VisualEditor/Internals/CE

From mediawiki.org

What is the CE view?[edit]

The CE view handles rendering, selection and input. The state of the data model is rendered into ContentEditable HTML. Only a highly limited set of operations are allowed to occur without intervention. Javascript listeners constantly watch the DOM for changes in the content, which are then sent to the model as transactions. Selection and input are normally allowed to happen natively, but many actions such as cursor movement or clipboard actions are overridden or quickly corrected. In certain cases selection and input are emulated in Javascript.

The CE HTML is optimized to achieve a high level of software control over the ContentEditable functionality, which means it is more elaborate than the simple rendering that would represent the data model in HTML in the most straightforward way.

Why the CE view is technically challenging to code[edit]

There is a very strong need for VisualEditor to roundtrip cleanly.

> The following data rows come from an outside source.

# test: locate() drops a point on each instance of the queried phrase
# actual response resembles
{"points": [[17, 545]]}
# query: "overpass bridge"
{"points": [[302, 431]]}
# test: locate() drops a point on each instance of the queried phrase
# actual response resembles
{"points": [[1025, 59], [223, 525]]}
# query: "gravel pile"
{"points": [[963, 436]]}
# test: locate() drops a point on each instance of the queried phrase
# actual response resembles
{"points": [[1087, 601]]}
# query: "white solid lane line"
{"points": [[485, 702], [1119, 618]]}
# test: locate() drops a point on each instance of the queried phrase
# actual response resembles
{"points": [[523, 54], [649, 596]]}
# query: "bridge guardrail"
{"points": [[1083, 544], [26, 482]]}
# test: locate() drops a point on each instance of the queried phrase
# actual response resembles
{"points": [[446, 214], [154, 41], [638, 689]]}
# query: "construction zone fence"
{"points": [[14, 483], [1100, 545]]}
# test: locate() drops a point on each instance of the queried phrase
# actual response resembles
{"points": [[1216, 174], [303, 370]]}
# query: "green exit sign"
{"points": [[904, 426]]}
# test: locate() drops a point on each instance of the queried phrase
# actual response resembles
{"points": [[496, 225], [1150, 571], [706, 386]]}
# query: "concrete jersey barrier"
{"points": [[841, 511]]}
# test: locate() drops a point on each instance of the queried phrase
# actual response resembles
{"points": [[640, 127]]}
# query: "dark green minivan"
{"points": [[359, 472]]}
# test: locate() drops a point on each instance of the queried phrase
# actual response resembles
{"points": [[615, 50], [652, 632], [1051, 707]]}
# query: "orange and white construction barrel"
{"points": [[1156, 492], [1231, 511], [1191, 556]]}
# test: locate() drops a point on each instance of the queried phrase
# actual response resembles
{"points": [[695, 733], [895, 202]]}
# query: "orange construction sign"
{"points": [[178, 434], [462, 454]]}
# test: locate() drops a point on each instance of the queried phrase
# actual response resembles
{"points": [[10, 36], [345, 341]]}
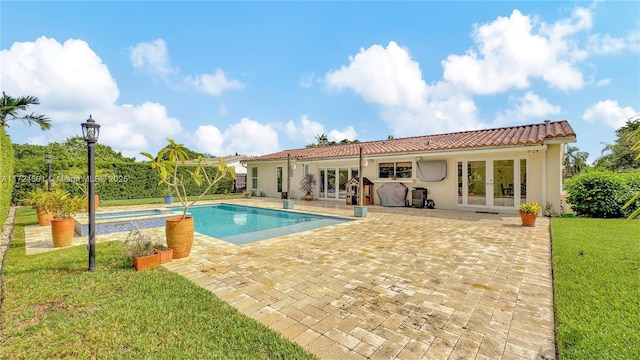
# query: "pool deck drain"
{"points": [[401, 283]]}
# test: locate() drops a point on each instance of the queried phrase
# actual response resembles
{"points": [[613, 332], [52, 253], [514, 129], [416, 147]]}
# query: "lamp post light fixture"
{"points": [[90, 132], [48, 160]]}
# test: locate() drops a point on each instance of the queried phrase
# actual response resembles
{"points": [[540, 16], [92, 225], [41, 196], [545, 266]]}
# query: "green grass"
{"points": [[597, 288], [54, 308]]}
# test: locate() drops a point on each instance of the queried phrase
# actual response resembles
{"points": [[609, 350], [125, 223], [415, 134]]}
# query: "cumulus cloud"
{"points": [[306, 80], [348, 133], [152, 57], [63, 76], [214, 84], [246, 137], [511, 50], [607, 44], [72, 83], [306, 130], [525, 108], [610, 113], [390, 78]]}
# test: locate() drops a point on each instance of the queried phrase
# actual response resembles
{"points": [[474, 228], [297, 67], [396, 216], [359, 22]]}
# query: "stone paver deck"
{"points": [[401, 283]]}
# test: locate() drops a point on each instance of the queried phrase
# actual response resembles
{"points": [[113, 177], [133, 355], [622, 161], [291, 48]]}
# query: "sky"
{"points": [[259, 77]]}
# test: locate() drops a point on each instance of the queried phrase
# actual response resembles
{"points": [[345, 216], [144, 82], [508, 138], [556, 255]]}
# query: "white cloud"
{"points": [[213, 84], [72, 82], [387, 76], [245, 137], [153, 57], [528, 107], [390, 78], [348, 133], [306, 130], [64, 77], [222, 110], [608, 44], [306, 80], [610, 113], [510, 51]]}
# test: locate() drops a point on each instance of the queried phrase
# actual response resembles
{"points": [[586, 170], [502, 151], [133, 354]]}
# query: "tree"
{"points": [[11, 107], [574, 160], [620, 156]]}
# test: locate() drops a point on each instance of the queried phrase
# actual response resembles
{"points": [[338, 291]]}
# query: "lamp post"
{"points": [[48, 160], [90, 131]]}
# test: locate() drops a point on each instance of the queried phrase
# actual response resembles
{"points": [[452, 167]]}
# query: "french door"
{"points": [[495, 183]]}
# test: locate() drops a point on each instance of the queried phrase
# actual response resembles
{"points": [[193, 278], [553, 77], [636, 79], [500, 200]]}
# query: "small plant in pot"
{"points": [[307, 185], [64, 206], [40, 200], [529, 212], [171, 166], [142, 249]]}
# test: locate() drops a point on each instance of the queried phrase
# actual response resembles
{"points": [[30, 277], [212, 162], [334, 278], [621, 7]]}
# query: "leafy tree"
{"points": [[323, 140], [574, 160], [11, 107], [620, 156]]}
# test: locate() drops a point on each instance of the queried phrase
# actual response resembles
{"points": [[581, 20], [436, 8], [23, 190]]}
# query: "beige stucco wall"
{"points": [[544, 174]]}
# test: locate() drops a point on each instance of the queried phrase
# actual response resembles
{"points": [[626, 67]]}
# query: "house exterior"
{"points": [[490, 169]]}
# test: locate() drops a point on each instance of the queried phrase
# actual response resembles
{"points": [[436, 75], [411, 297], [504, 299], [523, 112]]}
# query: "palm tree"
{"points": [[574, 160], [10, 107]]}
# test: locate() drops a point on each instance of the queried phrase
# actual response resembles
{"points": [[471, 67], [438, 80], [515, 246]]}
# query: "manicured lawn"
{"points": [[54, 308], [597, 288]]}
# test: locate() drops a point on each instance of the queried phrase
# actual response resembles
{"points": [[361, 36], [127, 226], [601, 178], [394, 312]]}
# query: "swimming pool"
{"points": [[239, 224]]}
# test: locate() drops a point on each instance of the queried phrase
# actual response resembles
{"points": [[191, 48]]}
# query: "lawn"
{"points": [[54, 308], [597, 288]]}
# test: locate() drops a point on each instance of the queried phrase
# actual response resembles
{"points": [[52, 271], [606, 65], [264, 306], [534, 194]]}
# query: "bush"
{"points": [[602, 194], [6, 174]]}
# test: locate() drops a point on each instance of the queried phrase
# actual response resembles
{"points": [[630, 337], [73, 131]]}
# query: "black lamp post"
{"points": [[48, 160], [90, 131]]}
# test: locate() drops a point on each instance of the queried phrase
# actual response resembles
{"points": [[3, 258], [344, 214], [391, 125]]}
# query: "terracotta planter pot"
{"points": [[62, 231], [44, 217], [179, 234], [95, 204], [528, 219], [165, 256], [146, 262]]}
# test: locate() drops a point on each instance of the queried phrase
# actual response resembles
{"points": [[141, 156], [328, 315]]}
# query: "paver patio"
{"points": [[401, 283]]}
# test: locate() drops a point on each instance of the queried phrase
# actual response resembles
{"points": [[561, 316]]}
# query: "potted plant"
{"points": [[168, 196], [307, 185], [64, 207], [40, 200], [141, 248], [473, 178], [168, 163], [529, 212]]}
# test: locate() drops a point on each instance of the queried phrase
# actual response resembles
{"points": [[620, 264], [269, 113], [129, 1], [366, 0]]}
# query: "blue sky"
{"points": [[259, 77]]}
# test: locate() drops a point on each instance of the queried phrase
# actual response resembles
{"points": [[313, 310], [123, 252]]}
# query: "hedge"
{"points": [[602, 194], [6, 174], [114, 181]]}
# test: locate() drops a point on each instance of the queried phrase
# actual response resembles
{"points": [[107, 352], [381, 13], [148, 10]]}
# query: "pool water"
{"points": [[239, 224]]}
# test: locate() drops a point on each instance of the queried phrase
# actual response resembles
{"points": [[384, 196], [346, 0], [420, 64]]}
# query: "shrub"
{"points": [[602, 194]]}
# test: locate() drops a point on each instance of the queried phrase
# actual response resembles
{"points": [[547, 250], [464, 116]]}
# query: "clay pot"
{"points": [[179, 233], [62, 231]]}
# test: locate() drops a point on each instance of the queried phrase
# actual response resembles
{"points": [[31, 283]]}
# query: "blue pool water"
{"points": [[239, 224]]}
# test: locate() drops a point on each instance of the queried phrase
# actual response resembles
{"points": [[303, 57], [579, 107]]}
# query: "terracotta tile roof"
{"points": [[532, 134]]}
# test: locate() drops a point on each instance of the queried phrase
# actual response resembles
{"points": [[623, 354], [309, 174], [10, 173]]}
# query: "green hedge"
{"points": [[602, 194], [114, 181], [6, 174]]}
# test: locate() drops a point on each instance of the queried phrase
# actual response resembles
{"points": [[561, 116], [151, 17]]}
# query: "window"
{"points": [[254, 178], [279, 179], [401, 169]]}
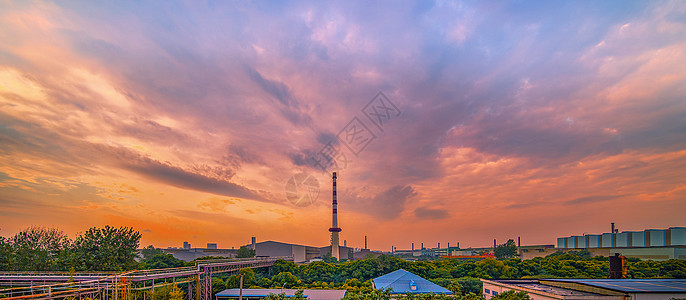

Each Wikipedia page has a potentially unlimited lifetime and can keeps developing forever, with a huge total number of editors. (This is completely unlike most written content, for which one of those factors is usually limited). Moreover many of the editors edit in wikitext form. Therefore the editing system as a whole must be able to produce clean wikitext and clean diffs.

Plain contenteditable does not come close to meeting this requirement. Editing “Hello <i>world</i>” can very easily turn into “Hello, <i>world</i>” or even “Hello, <span style=”font-style: italic”>world</span>”. Most Javascript editing software can improve on this but still will not roundtrip and diff 100% cleanly, as this is not typically a core requirement for their use cases.

Wikipedia pages also make very heavy use of templates. There are block templates (whole paragraphs) as well as inline templates (within running text). Inline templates are most technically problematic for VisualEditor: we can think of these as islands within the text that cannot be edited in same way as normal text: they need a custom editing experience. In larger wikis, articles will typically contain one or more inline templates within the first paragraph, so supporting them is a completely core requirement.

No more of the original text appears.